Jerry Sanson
Louisiana Maneuvers and Military Museum
May 2026

The Louisiana Maneuvers and Military Museum includes copies of LIFE magazine from the World War II years in the Home Front exhibit because it was a major source of news and pictures about the war that kept members of many households informed about war progress. It was a major icon during the early 1940s, reportedly reaching an audience of about 22.5 million people per week.
The original Life magazine dated to 1883 and was devoted to humor. It had fallen on hard times and a circulation of about 70,000 when Henry Robinson Luce, owner and publisher of TIME magazine, bought the rights to the name in 1936.
Luce did not intend to continue publishing a languishing humor magazine but instead envisioned turning it into a new journalism format later called photojournalism. The new LIFE debuted on November 23, 1936. While TIME continued to publish explanatory articles heavy on words and concepts, LIFE published photographs that illustrated the appearance of e events and the people who made them happen. Photographers such as Margaret Bourke-White, Alfred Eisenstaedt, Peter Stackpole, Thomas McAvoy, and Carl Mydans, among others, made sure that the magazine had a wide range of photos to publish.
LIFE served as a primary chronicle of World War II for households across the country. Its staff photographers accompanied troops in all theaters of the war, and their photographs gave readers a detailed vision of the conflict. Many people shaped their understanding of the war from pictures they saw in the magazine. It is estimated the during the 1940s, LIFE reached 21% of the American population aged over ten years or older, or about 22.5 million people with each weekly issue. Many people formed their vision and understanding of the war from the pictures they saw in LIFE. The understanding of the war that we have even today is still based on some of the scenes captured through a LIFE photographer’s lens.

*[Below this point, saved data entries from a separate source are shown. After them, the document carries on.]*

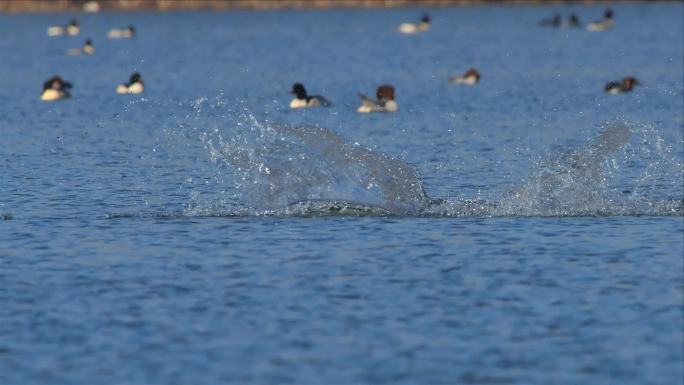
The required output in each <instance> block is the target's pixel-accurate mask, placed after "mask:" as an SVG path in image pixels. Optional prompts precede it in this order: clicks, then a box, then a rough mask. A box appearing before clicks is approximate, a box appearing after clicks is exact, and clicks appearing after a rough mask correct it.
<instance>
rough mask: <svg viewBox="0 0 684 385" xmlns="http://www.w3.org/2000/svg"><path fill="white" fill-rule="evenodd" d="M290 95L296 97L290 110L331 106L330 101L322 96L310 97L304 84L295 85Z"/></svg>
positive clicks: (291, 102)
mask: <svg viewBox="0 0 684 385" xmlns="http://www.w3.org/2000/svg"><path fill="white" fill-rule="evenodd" d="M290 93H291V94H293V95H294V96H295V97H294V99H292V101H290V108H311V107H329V106H330V105H331V103H330V102H329V101H328V99H326V98H324V97H322V96H318V95H312V96H309V95H308V94H307V93H306V88H304V85H303V84H302V83H295V84H293V85H292V91H290Z"/></svg>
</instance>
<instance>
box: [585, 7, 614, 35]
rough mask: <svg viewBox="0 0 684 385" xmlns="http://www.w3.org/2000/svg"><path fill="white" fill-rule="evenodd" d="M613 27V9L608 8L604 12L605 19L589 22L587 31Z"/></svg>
mask: <svg viewBox="0 0 684 385" xmlns="http://www.w3.org/2000/svg"><path fill="white" fill-rule="evenodd" d="M610 28H613V11H612V10H611V9H606V10H605V12H603V19H601V20H597V21H594V22H592V23H589V24H587V31H591V32H599V31H605V30H607V29H610Z"/></svg>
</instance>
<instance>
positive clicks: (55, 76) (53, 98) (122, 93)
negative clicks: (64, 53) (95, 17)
mask: <svg viewBox="0 0 684 385" xmlns="http://www.w3.org/2000/svg"><path fill="white" fill-rule="evenodd" d="M80 33H81V27H80V25H79V24H78V21H77V20H72V21H71V22H70V23H69V24H67V25H64V26H61V25H57V26H52V27H49V28H48V29H47V34H48V36H50V37H55V36H64V35H66V36H78V35H79V34H80ZM134 36H135V28H133V26H132V25H129V26H128V27H126V28H115V29H111V30H109V32H107V38H109V39H130V38H133V37H134ZM93 54H95V46H94V45H93V41H92V40H91V39H90V38H88V39H86V41H85V43H84V44H83V47H81V48H72V49H70V50H68V51H67V55H93ZM72 87H73V86H72V84H71V83H69V82H67V81H64V80H63V79H62V78H61V77H60V76H59V75H55V76H53V77H51V78H50V79H48V80H46V81H45V83H43V93H42V94H41V95H40V99H41V100H43V101H46V102H50V101H54V100H60V99H66V98H68V97H70V96H71V93H70V90H71V88H72ZM144 89H145V86H144V83H143V81H142V78H141V77H140V74H139V73H137V72H135V73H133V74H132V75H131V77H130V79H129V81H128V83H121V84H119V85H118V86H117V87H116V92H117V93H118V94H139V93H142V92H143V91H144Z"/></svg>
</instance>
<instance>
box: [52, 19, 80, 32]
mask: <svg viewBox="0 0 684 385" xmlns="http://www.w3.org/2000/svg"><path fill="white" fill-rule="evenodd" d="M79 32H81V28H80V27H79V26H78V21H77V20H71V22H70V23H69V24H68V25H66V26H52V27H50V28H48V36H61V35H65V34H66V35H69V36H76V35H78V34H79Z"/></svg>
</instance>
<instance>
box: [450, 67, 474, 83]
mask: <svg viewBox="0 0 684 385" xmlns="http://www.w3.org/2000/svg"><path fill="white" fill-rule="evenodd" d="M481 77H482V75H480V73H479V72H478V71H477V70H476V69H475V68H471V69H469V70H468V71H466V73H465V74H463V75H462V76H452V77H450V78H449V83H453V84H464V85H467V86H474V85H475V84H477V83H479V82H480V78H481Z"/></svg>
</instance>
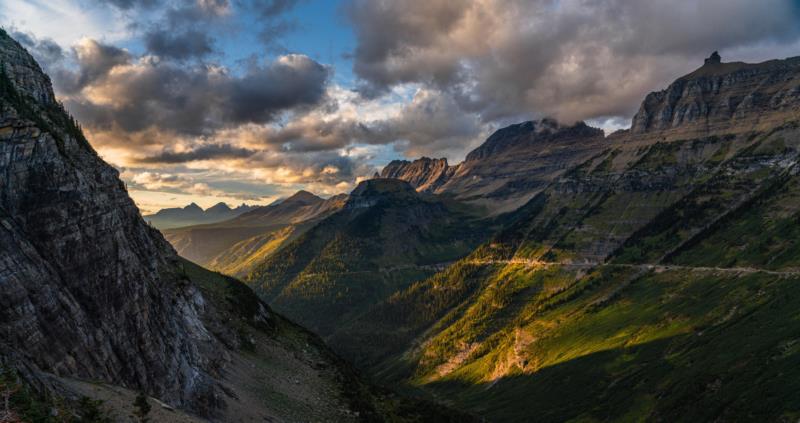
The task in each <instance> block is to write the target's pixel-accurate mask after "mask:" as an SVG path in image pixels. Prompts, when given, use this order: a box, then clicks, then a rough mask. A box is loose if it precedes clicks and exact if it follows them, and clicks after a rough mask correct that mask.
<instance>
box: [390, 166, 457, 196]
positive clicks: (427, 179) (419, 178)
mask: <svg viewBox="0 0 800 423" xmlns="http://www.w3.org/2000/svg"><path fill="white" fill-rule="evenodd" d="M454 170H455V168H453V167H450V166H448V165H447V159H430V158H427V157H423V158H421V159H417V160H414V161H413V162H410V161H408V160H392V161H391V162H390V163H389V164H388V165H386V166H385V167H384V168H383V170H381V173H380V175H379V176H378V175H376V177H380V178H394V179H402V180H404V181H407V182H408V183H410V184H411V185H413V186H414V187H415V188H416V189H417V190H418V191H423V192H435V191H436V190H437V189H438V188H439V187H441V186H442V185H443V184H444V183H445V182H447V180H448V179H449V178H450V176H452V174H453V171H454Z"/></svg>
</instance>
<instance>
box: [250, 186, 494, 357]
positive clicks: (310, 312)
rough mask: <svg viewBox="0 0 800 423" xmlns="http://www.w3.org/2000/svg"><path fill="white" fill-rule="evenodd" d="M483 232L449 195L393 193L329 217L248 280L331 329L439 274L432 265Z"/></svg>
mask: <svg viewBox="0 0 800 423" xmlns="http://www.w3.org/2000/svg"><path fill="white" fill-rule="evenodd" d="M481 236H482V232H481V231H480V230H477V229H476V228H475V227H474V225H473V223H472V220H471V219H470V218H469V217H468V216H466V215H465V214H464V212H463V211H462V210H459V209H458V208H457V207H455V206H452V205H446V204H445V202H443V201H442V200H439V199H436V198H433V197H430V198H429V197H424V198H423V197H420V196H417V195H414V196H410V197H403V198H394V199H393V200H392V201H391V202H388V203H381V204H379V205H376V206H373V207H369V208H360V209H352V210H343V211H341V212H339V213H337V214H335V215H333V216H331V217H329V218H327V219H325V220H324V221H322V222H321V223H320V224H318V225H317V226H315V227H314V228H313V229H311V230H310V231H309V232H307V233H306V234H304V235H302V236H301V237H299V238H298V239H297V240H295V241H294V242H292V243H290V244H289V245H287V246H286V247H285V248H282V249H281V250H280V251H278V252H277V253H276V254H274V255H272V256H270V257H269V258H268V259H267V260H266V261H265V262H264V263H262V264H261V265H260V266H258V267H257V268H256V270H255V271H254V272H253V273H251V274H250V275H249V276H248V278H247V281H248V283H249V284H250V285H251V286H253V287H254V289H255V290H256V291H257V292H259V294H260V295H262V297H263V298H265V299H266V300H267V301H269V302H270V303H271V304H273V305H274V306H275V307H276V308H277V309H278V310H280V311H281V312H283V313H285V314H287V315H288V316H290V317H291V318H292V319H295V320H297V321H298V322H299V323H301V324H303V325H305V326H307V327H309V328H311V329H312V330H314V331H316V332H317V333H320V334H322V335H323V336H328V335H331V334H332V333H334V332H335V331H340V332H341V331H346V330H347V328H348V327H349V325H350V322H355V321H356V320H358V319H359V316H360V315H361V314H363V313H364V311H366V310H367V309H368V308H369V307H370V306H371V305H372V304H375V303H377V302H380V301H381V300H383V299H385V298H387V297H389V296H390V295H391V294H393V293H394V292H397V291H398V290H401V289H403V288H405V287H407V286H408V285H409V284H410V283H411V282H413V281H416V280H420V279H424V278H425V277H427V276H429V275H431V274H432V273H434V272H435V268H434V267H430V266H431V265H435V264H438V263H442V262H449V261H452V260H455V259H457V258H459V257H462V256H464V255H466V254H468V253H469V251H470V250H471V249H472V248H473V247H474V246H475V245H476V243H477V242H479V240H480V237H481ZM343 342H345V343H347V341H345V340H343ZM337 347H338V345H337Z"/></svg>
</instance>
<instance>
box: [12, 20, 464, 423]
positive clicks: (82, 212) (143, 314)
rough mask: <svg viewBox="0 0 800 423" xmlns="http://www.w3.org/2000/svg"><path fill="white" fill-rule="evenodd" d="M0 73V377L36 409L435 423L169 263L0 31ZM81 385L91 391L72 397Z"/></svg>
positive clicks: (76, 394)
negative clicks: (161, 401) (24, 382)
mask: <svg viewBox="0 0 800 423" xmlns="http://www.w3.org/2000/svg"><path fill="white" fill-rule="evenodd" d="M0 70H1V72H0V370H2V371H3V375H4V376H5V375H7V373H5V371H6V370H8V369H9V368H10V369H14V370H16V371H17V372H18V373H19V374H20V375H21V377H22V379H23V380H24V381H25V382H26V384H28V385H30V386H33V387H34V388H35V390H36V391H37V392H38V393H40V394H42V396H43V397H48V398H51V394H54V395H58V396H63V397H65V398H67V400H68V401H69V400H70V398H72V399H74V398H75V397H76V396H77V395H93V393H95V392H101V391H102V392H105V394H104V395H106V394H107V395H112V396H114V395H118V396H120V398H127V399H126V401H128V402H127V403H128V404H130V400H131V398H130V397H129V396H128V397H124V395H125V393H126V392H128V393H130V392H132V391H144V392H146V393H147V394H149V395H151V396H153V397H156V398H158V399H159V400H160V401H162V402H164V403H166V404H169V406H172V407H176V408H180V409H183V410H187V411H189V412H191V414H193V415H199V416H202V417H203V418H205V419H211V420H217V421H297V422H301V421H322V420H325V421H359V420H368V421H384V420H392V421H404V420H405V419H406V418H408V419H409V420H412V421H420V419H422V420H428V421H430V420H437V419H440V418H444V419H446V418H448V417H447V416H445V414H446V412H445V413H444V414H443V411H442V410H441V409H434V408H432V407H428V406H426V405H424V404H420V403H418V402H412V403H404V401H405V400H399V401H398V399H397V397H394V398H391V400H390V401H387V402H384V398H386V395H387V394H385V393H384V392H383V391H381V390H375V389H374V388H373V387H371V386H370V385H368V384H365V383H364V382H362V381H361V380H360V379H359V378H358V377H357V375H356V373H354V372H353V371H352V370H351V369H350V368H349V367H348V366H347V365H346V364H344V363H343V362H342V361H341V360H340V359H339V358H337V357H336V356H334V355H333V354H332V353H331V352H330V351H329V350H328V349H327V348H326V347H325V346H324V345H323V344H322V343H321V342H320V341H319V339H318V338H316V337H315V336H314V335H312V334H310V333H309V332H307V331H305V330H303V329H302V328H299V327H297V326H296V325H294V324H292V323H290V322H288V321H286V320H285V319H283V318H282V317H280V316H278V315H276V314H274V313H273V312H272V311H271V310H270V309H269V308H268V307H267V306H266V304H264V303H263V302H262V301H260V300H259V299H258V298H257V297H256V296H255V294H254V293H253V292H252V291H251V290H250V289H249V288H247V287H246V286H244V285H243V284H241V283H240V282H238V281H236V280H234V279H231V278H226V277H223V276H221V275H219V274H214V273H212V272H209V271H207V270H205V269H202V268H200V267H198V266H195V265H193V264H191V263H189V262H186V261H184V260H182V259H180V258H179V257H178V256H177V255H176V254H175V251H174V250H173V249H172V247H171V246H170V245H169V244H168V243H167V242H166V241H165V240H164V238H163V237H162V236H161V234H160V233H159V232H158V231H157V230H155V229H153V228H151V227H150V226H149V225H147V224H146V223H145V222H144V220H143V219H142V218H141V217H140V215H139V210H138V209H137V207H136V206H135V205H134V203H133V201H132V200H131V199H130V197H128V194H127V192H126V189H125V185H124V184H123V183H122V181H120V179H119V174H118V172H117V171H116V170H115V169H114V168H112V167H111V166H109V165H108V164H106V163H105V162H103V161H102V160H101V159H100V158H99V157H98V156H97V154H95V152H94V150H93V149H92V148H91V147H90V145H89V144H88V142H87V141H86V139H85V138H84V137H83V134H82V133H81V131H80V129H79V128H78V127H77V125H76V124H75V122H74V121H73V120H72V119H71V118H70V117H69V115H68V114H67V113H66V112H65V111H64V110H63V109H62V108H61V106H60V105H59V104H58V103H57V102H56V101H55V96H54V95H53V91H52V88H51V86H50V83H49V79H48V78H47V77H46V76H45V75H44V74H43V73H42V72H41V69H40V68H39V67H38V65H36V63H35V61H34V60H33V59H32V58H31V56H30V55H29V54H28V53H27V52H26V51H25V50H24V49H23V48H22V47H21V46H20V45H19V44H18V43H17V42H15V41H14V40H13V39H11V38H10V37H9V36H8V35H7V34H6V33H5V32H3V31H2V30H0ZM85 380H90V381H91V386H92V388H91V389H83V390H81V389H80V388H79V386H87V385H89V383H88V382H81V381H85ZM81 383H83V385H80V384H81ZM109 384H110V385H111V386H112V387H111V389H108V386H109ZM114 387H123V388H127V389H116V388H114ZM105 398H106V399H107V398H108V397H107V396H106V397H105ZM379 403H380V405H378V404H379ZM108 404H109V406H110V407H112V409H111V410H108V409H107V410H106V411H109V412H110V413H112V414H113V415H115V419H116V420H119V421H127V420H128V416H127V415H119V414H114V413H115V412H119V410H114V409H113V405H112V404H113V402H112V403H108ZM60 405H61V406H63V405H64V403H60ZM12 406H15V404H12ZM62 408H63V407H62ZM53 413H56V414H55V415H53V416H52V417H53V420H54V421H56V420H57V421H74V420H73V418H72V417H73V416H72V415H70V416H63V415H59V414H58V413H60V411H59V410H58V409H56V408H53ZM175 415H176V416H177V414H175ZM23 420H24V419H23ZM37 421H38V420H37ZM81 421H83V420H81Z"/></svg>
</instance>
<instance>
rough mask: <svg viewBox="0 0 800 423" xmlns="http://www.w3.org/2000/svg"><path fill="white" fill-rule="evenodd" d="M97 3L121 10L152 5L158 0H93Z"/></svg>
mask: <svg viewBox="0 0 800 423" xmlns="http://www.w3.org/2000/svg"><path fill="white" fill-rule="evenodd" d="M93 1H94V2H95V3H97V4H103V5H110V6H114V7H116V8H118V9H122V10H130V9H134V8H137V7H153V6H155V5H157V4H159V3H161V1H160V0H93Z"/></svg>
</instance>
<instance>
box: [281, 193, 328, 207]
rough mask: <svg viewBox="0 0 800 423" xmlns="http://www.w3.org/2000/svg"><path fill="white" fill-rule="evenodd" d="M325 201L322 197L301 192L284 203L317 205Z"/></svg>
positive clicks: (288, 199) (295, 194)
mask: <svg viewBox="0 0 800 423" xmlns="http://www.w3.org/2000/svg"><path fill="white" fill-rule="evenodd" d="M322 201H325V200H323V199H322V198H321V197H319V196H317V195H314V194H312V193H310V192H308V191H306V190H300V191H297V192H296V193H294V194H293V195H292V196H291V197H289V198H287V199H286V200H283V202H282V203H284V204H285V203H302V204H315V203H319V202H322Z"/></svg>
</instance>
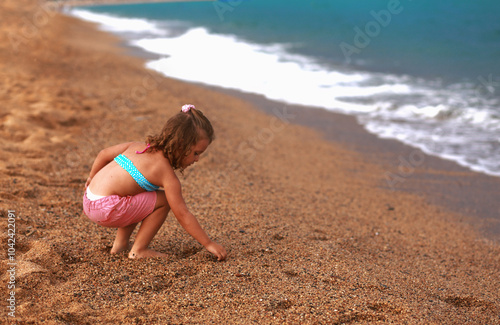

Henry Luce maintained when he announced his plans for a new magazine in 1936 that he intended to give his readers the ability “To see life; to see the world; to eyewitness great events; to see strange things—machines, armies, multitudes, shadows in the jungle, and on the moon; to see man’s work—his paintings, towers, and discoveries; to see things thousands of miles away; things hidden behinds walls and within rooms; things dangerous to come to; the women that men love and many children; to see and take pleasure in seeing; to see and be amazed; to see and be instructed.” His creation achieved his goals with peak performance that seemed perfectly suited to report on World War II.